La Segunda Oportunidad pone final a una situación complicada en Madrid

agnieszka-stankiewicz-AAindmAaT5U-unsplash

Nuestra cliente llegó a España desde Perú en 2011 con 38 años, una maleta y una idea muy sencilla: trabajar para traerse a los suyos. Empezó como empleada del hogar, enlazó empleos de limpieza, hasta que en 2016 la despidieron y atravesó una etapa de dos años especialmente mala.

En ese contexto, el crédito no aparece como “capricho”: aparece como la forma de sobrevivir. En 2019, arrastraba deudas de bajo importe con tarjetas y decidió “ordenarlas” en un préstamo mayor: 16.000 € a devolver en ocho años, con una cuota de 280 € al mes.

Poco después financió una nevera y una lavadora con una tarjeta revolving “porque era la única que le ofrecieron”. Pagaba cada mes… pero la deuda no bajaba.

En 2020 incluso acudió a Microbank para un préstamo pequeño (3.000 €) y contrató varias tarjetas para afrontar gastos ordinarios.

El golpe definitivo le llegó en 2024. La despidieron en junio y pasó al desempleo. Y, como si fuera poco, ese mismo año la madre de su nieta (menor de edad) ingresó en prisión, y nuestra cliente tuvo que hacerse cargo de la niña de manera repentina.
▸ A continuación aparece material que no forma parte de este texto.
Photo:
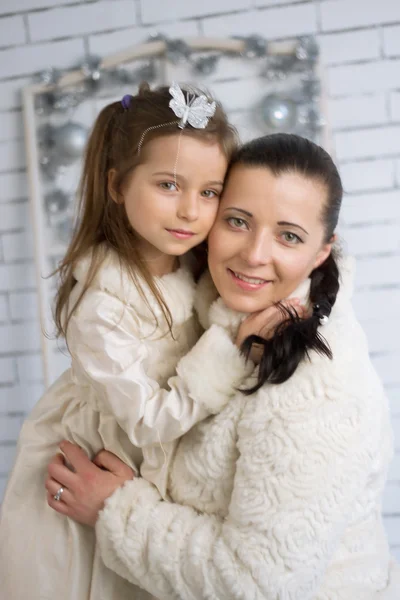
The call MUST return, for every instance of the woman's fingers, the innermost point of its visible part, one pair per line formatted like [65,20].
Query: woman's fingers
[76,457]
[63,474]
[53,487]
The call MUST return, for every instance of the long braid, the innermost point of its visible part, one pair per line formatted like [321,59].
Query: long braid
[295,338]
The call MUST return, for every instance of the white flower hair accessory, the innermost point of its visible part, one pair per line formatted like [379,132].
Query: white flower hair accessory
[195,110]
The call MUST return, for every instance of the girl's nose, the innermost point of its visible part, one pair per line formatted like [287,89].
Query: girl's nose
[188,208]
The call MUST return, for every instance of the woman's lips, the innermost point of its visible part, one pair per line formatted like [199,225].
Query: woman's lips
[245,282]
[181,234]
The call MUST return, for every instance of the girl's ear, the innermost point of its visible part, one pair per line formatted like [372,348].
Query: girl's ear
[114,195]
[324,252]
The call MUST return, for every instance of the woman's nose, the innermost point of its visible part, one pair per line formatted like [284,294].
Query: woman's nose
[257,250]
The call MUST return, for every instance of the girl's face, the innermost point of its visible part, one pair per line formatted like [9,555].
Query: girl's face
[172,216]
[267,238]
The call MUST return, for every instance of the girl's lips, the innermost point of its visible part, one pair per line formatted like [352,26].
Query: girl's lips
[247,285]
[181,234]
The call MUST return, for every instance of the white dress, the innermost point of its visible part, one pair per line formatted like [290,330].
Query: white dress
[279,496]
[113,398]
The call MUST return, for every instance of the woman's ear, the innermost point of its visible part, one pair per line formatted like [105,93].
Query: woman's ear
[114,195]
[324,252]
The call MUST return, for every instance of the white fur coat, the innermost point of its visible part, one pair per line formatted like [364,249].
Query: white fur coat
[276,498]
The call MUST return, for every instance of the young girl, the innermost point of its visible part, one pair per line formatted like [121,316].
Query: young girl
[153,174]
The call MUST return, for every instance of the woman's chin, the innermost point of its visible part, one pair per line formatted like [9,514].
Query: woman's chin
[244,305]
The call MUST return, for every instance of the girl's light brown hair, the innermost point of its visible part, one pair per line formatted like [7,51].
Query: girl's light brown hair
[102,223]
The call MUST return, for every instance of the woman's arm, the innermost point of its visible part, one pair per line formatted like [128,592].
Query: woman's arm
[109,356]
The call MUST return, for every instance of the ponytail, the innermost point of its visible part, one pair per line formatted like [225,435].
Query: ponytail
[295,338]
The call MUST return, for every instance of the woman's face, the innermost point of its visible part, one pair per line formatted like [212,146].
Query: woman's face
[267,238]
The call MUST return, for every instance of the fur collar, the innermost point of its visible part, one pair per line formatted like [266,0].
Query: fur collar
[177,288]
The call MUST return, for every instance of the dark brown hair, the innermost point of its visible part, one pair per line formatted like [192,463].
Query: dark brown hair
[102,224]
[295,338]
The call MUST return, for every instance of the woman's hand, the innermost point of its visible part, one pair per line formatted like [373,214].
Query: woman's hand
[264,324]
[87,486]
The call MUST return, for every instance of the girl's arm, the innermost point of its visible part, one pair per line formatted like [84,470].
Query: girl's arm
[300,469]
[111,359]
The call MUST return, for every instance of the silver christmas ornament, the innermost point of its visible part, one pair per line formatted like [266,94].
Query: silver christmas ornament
[69,141]
[206,65]
[64,231]
[279,114]
[255,46]
[91,68]
[147,72]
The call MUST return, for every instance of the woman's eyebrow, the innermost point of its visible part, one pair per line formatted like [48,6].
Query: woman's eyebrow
[288,224]
[245,212]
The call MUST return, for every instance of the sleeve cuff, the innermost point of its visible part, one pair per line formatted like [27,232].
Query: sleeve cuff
[213,369]
[121,527]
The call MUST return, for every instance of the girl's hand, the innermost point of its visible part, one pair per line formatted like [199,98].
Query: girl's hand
[264,323]
[87,486]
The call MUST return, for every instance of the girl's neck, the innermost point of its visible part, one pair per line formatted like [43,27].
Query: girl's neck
[158,263]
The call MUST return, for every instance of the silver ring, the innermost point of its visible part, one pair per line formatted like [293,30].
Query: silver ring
[57,496]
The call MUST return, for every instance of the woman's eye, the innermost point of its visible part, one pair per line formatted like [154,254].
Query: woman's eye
[210,194]
[168,185]
[237,222]
[291,238]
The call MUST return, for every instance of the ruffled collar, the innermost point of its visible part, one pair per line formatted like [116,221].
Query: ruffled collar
[177,288]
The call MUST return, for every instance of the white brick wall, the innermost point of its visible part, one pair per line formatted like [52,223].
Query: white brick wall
[360,44]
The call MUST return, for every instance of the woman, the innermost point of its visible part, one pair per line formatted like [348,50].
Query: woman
[278,496]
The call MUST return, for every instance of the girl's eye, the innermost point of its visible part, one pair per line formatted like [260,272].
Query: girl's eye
[237,222]
[168,185]
[210,194]
[291,238]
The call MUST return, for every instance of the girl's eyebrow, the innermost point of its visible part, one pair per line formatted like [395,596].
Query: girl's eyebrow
[245,212]
[287,224]
[169,174]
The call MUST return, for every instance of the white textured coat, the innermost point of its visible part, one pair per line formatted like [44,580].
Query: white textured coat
[113,398]
[276,498]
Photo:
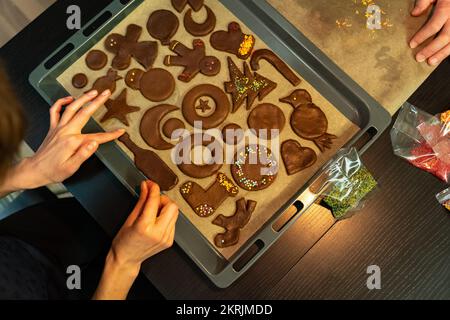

Con una prestación por desempleo de 853,38 € netos al mes y unos gastos fijos de 808,60 € (sin contar las cuotas financieras), no había margen para pagar. Y no había inmuebles a su nombre, que pudiera vender. Solo un coche de 2010, valorado por debajo de 3.000 €.

Tramitamos el concurso por la vía adecuada: concurso sin masa.  El concurso se declara el 06/05/2025 y finalmente el juzgado dicta auto de conclusión y concesión de la EPI el 09/02/2026

Para nuestra cliente ese final permite algo muy concreto: volver a vivir sin angustia.